If GNU/Linux were a branch of astronomy you would experience little difficulty in navigating the night sky. Against the background of the familiar constellations you could easily name and identify the shooting stars and comets: Torvalds, Stallman, Perens et al. However, if you peer a little harder you might just observe a smaller star of the firmament, an unregarded little stellar object in an unfashionable spiral arm of the galaxy; not a supernova but its influence will be felt for decades to come.

You may not find it listed prominently in the free software equivalent of a star catalogue but look up the celestial index under Kent, Jim and there it is. Some people will have heard of him but I suspect that many have not.
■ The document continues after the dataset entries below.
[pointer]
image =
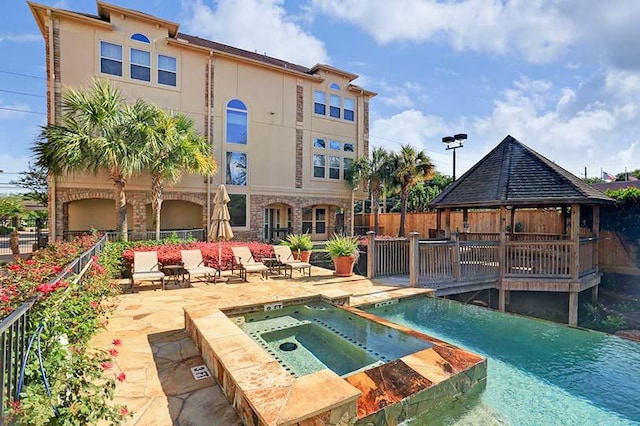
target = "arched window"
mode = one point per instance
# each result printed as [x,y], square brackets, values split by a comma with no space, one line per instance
[141,38]
[237,122]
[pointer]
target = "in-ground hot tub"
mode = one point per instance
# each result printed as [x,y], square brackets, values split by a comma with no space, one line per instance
[311,361]
[314,336]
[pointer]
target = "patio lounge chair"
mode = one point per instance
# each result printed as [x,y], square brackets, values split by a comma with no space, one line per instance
[146,268]
[243,260]
[193,263]
[285,257]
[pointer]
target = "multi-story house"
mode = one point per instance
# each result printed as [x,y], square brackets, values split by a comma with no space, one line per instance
[283,134]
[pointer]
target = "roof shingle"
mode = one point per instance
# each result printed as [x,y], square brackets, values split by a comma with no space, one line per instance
[513,174]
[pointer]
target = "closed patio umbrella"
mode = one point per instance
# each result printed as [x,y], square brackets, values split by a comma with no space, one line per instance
[220,225]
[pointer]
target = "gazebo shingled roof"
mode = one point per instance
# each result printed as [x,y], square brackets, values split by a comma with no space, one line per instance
[513,174]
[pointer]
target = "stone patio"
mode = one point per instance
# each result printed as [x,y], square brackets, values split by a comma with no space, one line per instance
[156,353]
His story is well worth the telling and I hope that by the end you will agree with me that it is a story of free software heroism and that Kent deserves the soubriquet as one of the unacknowledged legislators of the world.

The opposition to software patents in the free software community is too well known to require repeating here but if defeating attempts to patent software code is important (and it is very important) what about wetware patents? Wetware? That's you and me, the carbon-based lifeforms on planet Earth. More specifically, in computer terms, our source code. It was not invented but represents three billion years of evolution and the idea that you can or should patent this universal inheritance is repugnant (US patent office please take note).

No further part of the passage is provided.